Le choix de vos fournisseurs dépend de votre concept de boutique en ligne. Vous pouvez proposer à la vente une gamme étendue de produits autour d’un univers précis. Il est également possible d’opter pour un commerce de niche en proposant des articles très ciblés.

Quelle que soit votre situation, la marketplace Ankorstore permet aux commerçants de se fournir en articles parmi plus de 15 000 marques européennes dans des thématiques aussi variées que l’univers de la maison, la beauté et le bien-être, l’épicerie, le prêt-à-porter adulte et enfant, ou encore les bijoux et la papeterie.

Les facilités de paiement jusqu’à 60 jours après votre commande permettent de constituer sereinement votre premier stock en microentreprise. 

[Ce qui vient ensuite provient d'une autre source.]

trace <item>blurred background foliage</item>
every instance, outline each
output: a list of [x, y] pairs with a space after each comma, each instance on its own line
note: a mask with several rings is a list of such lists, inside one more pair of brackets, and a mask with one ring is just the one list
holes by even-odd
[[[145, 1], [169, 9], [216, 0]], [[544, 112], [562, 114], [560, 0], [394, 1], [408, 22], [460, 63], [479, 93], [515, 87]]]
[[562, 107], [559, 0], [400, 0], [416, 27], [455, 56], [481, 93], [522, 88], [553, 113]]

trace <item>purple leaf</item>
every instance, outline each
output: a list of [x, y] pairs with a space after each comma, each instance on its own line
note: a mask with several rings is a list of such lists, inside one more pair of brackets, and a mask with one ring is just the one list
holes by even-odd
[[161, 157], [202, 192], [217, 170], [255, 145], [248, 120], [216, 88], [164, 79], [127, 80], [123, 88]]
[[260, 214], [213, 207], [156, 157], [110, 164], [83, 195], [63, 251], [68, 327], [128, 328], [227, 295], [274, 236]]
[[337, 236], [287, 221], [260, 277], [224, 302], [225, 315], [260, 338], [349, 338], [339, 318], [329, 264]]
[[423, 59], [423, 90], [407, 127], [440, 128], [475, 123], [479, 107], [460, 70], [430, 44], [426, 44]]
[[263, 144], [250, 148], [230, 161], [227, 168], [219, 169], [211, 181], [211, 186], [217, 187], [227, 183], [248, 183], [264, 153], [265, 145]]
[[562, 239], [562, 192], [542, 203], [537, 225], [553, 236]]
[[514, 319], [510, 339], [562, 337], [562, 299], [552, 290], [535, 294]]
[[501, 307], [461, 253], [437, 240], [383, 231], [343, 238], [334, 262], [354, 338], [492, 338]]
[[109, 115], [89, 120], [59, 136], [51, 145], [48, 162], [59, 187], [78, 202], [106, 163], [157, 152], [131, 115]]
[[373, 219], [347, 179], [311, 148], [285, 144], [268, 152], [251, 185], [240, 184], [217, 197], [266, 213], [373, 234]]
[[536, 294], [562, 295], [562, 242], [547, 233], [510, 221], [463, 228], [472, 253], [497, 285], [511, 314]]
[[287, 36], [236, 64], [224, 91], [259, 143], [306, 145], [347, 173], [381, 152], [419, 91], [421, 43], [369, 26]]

Par ailleurs, le programme Ankorstart a été conçu pour aider les commerçants à choisir leur assortiment de lancement et à les guider dans la création globale de leur boutique en ligne. Profitez de l’expertise de son équipe pour définir un catalogue en ligne adapté aux besoins de votre future clientèle et pour répondre à vos problématiques et vos doutes.

FAQ

  • Comment déclarer une boutique en ligne en autoentrepreneur ?

L’autoentrepreneur souhaitant démarrer un e-commerce doit déclarer son activité économique sur internet via le guichet unique des entreprises. Le gérant de la microentreprise remplit le formulaire spécifique pour les commerçants et les artisans.

  • Quel statut pour faire de la vente en ligne ?

Différents statuts juridiques sont possibles pour les activités de commerce. Les entrepreneurs seuls privilégient l’Entreprise Individuelle (EI). Ils peuvent opter pour le régime social et fiscal simplifié en créant une microentreprise. 

Si le chiffre d’affaires réalisé dépasse le seuil de 176 200 €, la constitution d’une Société par Actions Simplifiée Unipersonnelle (SASU) est obligatoire.

Pour les montages de projet à plusieurs différentes formes d’entreprises sont possibles :

  • Société par Actions à Responsabilité Limitée (SARL)
  • Société par Action Simplifiée (SAS).

 

  • Comment créer une entreprise gratuitement ?

La plupart des créations d’entreprises ont un coût, en raison des frais d’enregistrement et de publication légale. De plus, certaines formes juridiques nécessitent le recours à un professionnel pour rédiger les statuts. La seule façon de créer gratuitement une entreprise consiste à déclarer son activité en tant que microentrepreneur. Aucuns frais ne sont requis.

  • Pourquoi faire de l’e-commerce en microentreprise ?

Le lancement d’une boutique en ligne en autoentrepreneur offre de nombreux avantages. Ce régime est possible jusqu’à l’atteinte du seuil de 176 200 € de chiffres d’affaires. Cette limite en cas de démarrage est rarement dépassée.

Par ailleurs, l’entrepreneur bénéficie de certains allègements sociaux et fiscaux. La déclaration en microentreprise est gratuite. C’est un bon moyen pour tester une activité économique à moindres frais. Enfin, l’exonération de TVA donne une plus grande latitude au e-commerçant pour fixer les prix de ses articles, dans la limite du seuil fixé par l’État.

  • Quelles sont les charges à payer en microentreprise ?

Les charges du microentrepreneur sont calculées sur la base de leur chiffre d’affaires (mensuel ou trimestriel). Le taux applicable varie selon le type d’activité économique :

  • 12,8 % pour le commerce ou l’artisanat ;
  • 22 % pour les prestations de services.

Les charges fiscales sont prélevées lors de la déclaration choisie, au même titre que les cotisations sociales. Il s’agit du versement libératoire.